Example from https://github.com/apache/beam/blob/master/sdks/go/examples/wordcount/wordcount.go
- PowerShell (cross-platform)
- Git
- Chocolatey (Windows Package Manager)
go version
Review the installed files at C:\Program Files\Go.
go mod init github.com/denisecase/beam-pagerank-go
Review go.mod.
When building, read error messages. If a package is needed, a command to add will be provided. Run the necessary commands.
The command go get
will download the package to the local module cache,
and add it to the go.mod file. The -u
flag indicates update.
go get -u github.com/apache/beam/sdks/v2/go/pkg/beam
go get -u github.com/apache/beam/sdks/v2/go/pkg/beam/transforms/create
go get -u github.com/apache/beam/sdks/v2/go/pkg/beam/sideInput
go get github.com/apache/beam/sdks/v2/go/pkg/beam/io/filesystem/gcs@v2.37.0
This allows us to use beam packages. Review go.mod.
go build pagerank.go
Review go.sum. Read any error messages and run recommended commands as needed. Verify the new .exe executable file is created.

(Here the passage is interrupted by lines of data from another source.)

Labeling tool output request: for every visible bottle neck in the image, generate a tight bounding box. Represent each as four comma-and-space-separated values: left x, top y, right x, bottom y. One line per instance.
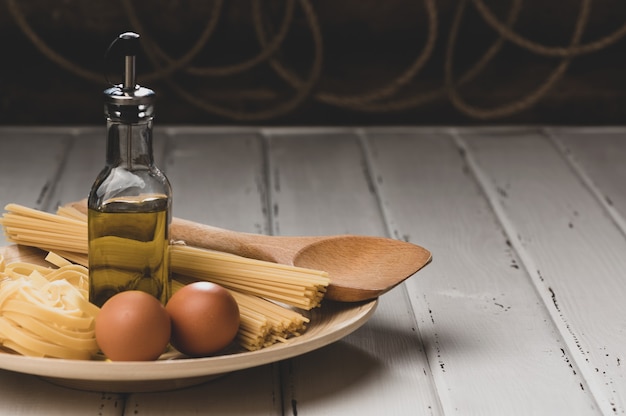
106, 118, 154, 170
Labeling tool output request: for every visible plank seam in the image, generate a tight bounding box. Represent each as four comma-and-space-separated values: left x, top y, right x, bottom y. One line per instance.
357, 127, 447, 416
545, 127, 626, 241
355, 128, 396, 240
257, 130, 274, 237
450, 129, 611, 416
40, 133, 75, 213
258, 130, 277, 237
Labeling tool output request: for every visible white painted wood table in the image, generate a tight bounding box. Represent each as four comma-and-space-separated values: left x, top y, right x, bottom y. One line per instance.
0, 126, 625, 415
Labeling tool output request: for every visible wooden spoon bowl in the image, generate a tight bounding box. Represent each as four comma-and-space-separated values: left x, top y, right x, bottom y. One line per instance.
292, 235, 431, 301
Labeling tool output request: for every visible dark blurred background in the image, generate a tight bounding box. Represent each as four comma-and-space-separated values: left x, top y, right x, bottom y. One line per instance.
1, 0, 625, 126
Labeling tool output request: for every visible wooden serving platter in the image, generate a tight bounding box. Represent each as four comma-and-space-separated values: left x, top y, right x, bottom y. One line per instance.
0, 245, 377, 392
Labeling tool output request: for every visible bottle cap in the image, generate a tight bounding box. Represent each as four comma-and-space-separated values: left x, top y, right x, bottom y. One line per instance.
103, 32, 155, 123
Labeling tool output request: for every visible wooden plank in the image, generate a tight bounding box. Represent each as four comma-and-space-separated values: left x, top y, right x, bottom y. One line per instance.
124, 128, 280, 415
0, 371, 122, 416
124, 365, 280, 415
7, 125, 624, 415
363, 127, 600, 415
456, 127, 626, 415
265, 128, 386, 236
548, 127, 626, 227
549, 127, 626, 414
161, 128, 267, 233
0, 127, 73, 245
263, 129, 442, 415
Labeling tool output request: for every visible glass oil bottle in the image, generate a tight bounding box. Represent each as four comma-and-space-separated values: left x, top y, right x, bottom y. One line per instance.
88, 32, 172, 307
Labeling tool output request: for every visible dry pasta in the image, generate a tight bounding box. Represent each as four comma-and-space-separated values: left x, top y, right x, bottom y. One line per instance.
1, 204, 88, 254
0, 204, 329, 309
0, 254, 99, 360
1, 203, 330, 352
170, 244, 327, 310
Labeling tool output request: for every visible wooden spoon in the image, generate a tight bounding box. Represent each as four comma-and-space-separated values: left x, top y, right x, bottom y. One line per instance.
170, 219, 431, 302
69, 200, 431, 302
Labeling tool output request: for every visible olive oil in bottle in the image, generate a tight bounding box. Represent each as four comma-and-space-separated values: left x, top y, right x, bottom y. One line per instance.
88, 197, 170, 307
88, 32, 172, 307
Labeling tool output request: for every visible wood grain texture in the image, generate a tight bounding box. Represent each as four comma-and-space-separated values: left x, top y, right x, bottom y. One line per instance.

.\pagerank.exe --input <PATH_TO_INPUT_FILE> --output out.csv
Examples:
.\pagerank.exe --output denise.csv
.\pagerank.exe
Review the local dependencies at C:\Users<username>\AppData\Local\go-build.
- go get - updates dependencies/versions listed in go.mod and updates local cache
- go install - used to build and install the provided source file in
$GOPATH$ - go build - compiles and builds executable locally
- go fmt - format go code
- go mod tidy - keep things updated
From https://beam.apache.org/documentation/programming-guide/
A typical Beam driver program works as follows:
-
Create a Pipeline object and set the pipeline execution options, including the Pipeline Runner.
-
Create an initial PCollection for pipeline data, either using the IOs to read data from an external storage system, or using a Create transform to build a PCollection from in-memory data.
-
Apply PTransforms to each PCollection. Transforms can change, filter, group, analyze, or otherwise process the elements in a PCollection. A transform creates a new output PCollection without modifying the input collection. A typical pipeline applies subsequent transforms to each new output PCollection in turn until processing is complete. However, note that a pipeline does not have to be a single straight line of transforms applied one after another: think of PCollections as variables and PTransforms as functions applied to these variables: the shape of the pipeline can be an arbitrarily complex processing graph.
-
Use IOs to write the final, transformed PCollection(s) to an external source.
-
Run the pipeline using the designated Pipeline Runner.
A ParDo transform considers each element in the input PCollection, performs some processing function (your user code) on that element, and emits zero or more elements to an output PCollection.
The emit func(...) is useful when the number of output elements differ to the number of input elements. If its a 1:1 mapping a return makes the function easier to read.
From https://blog.gopheracademy.com/advent-2018/apache-beam/
- Create an empty repo (same folder name) in GitHub
- In your local folder,
git init
git remote add origin https://github.com/denisecase/beam-pagerank-go.git
- git add / commit / push to repo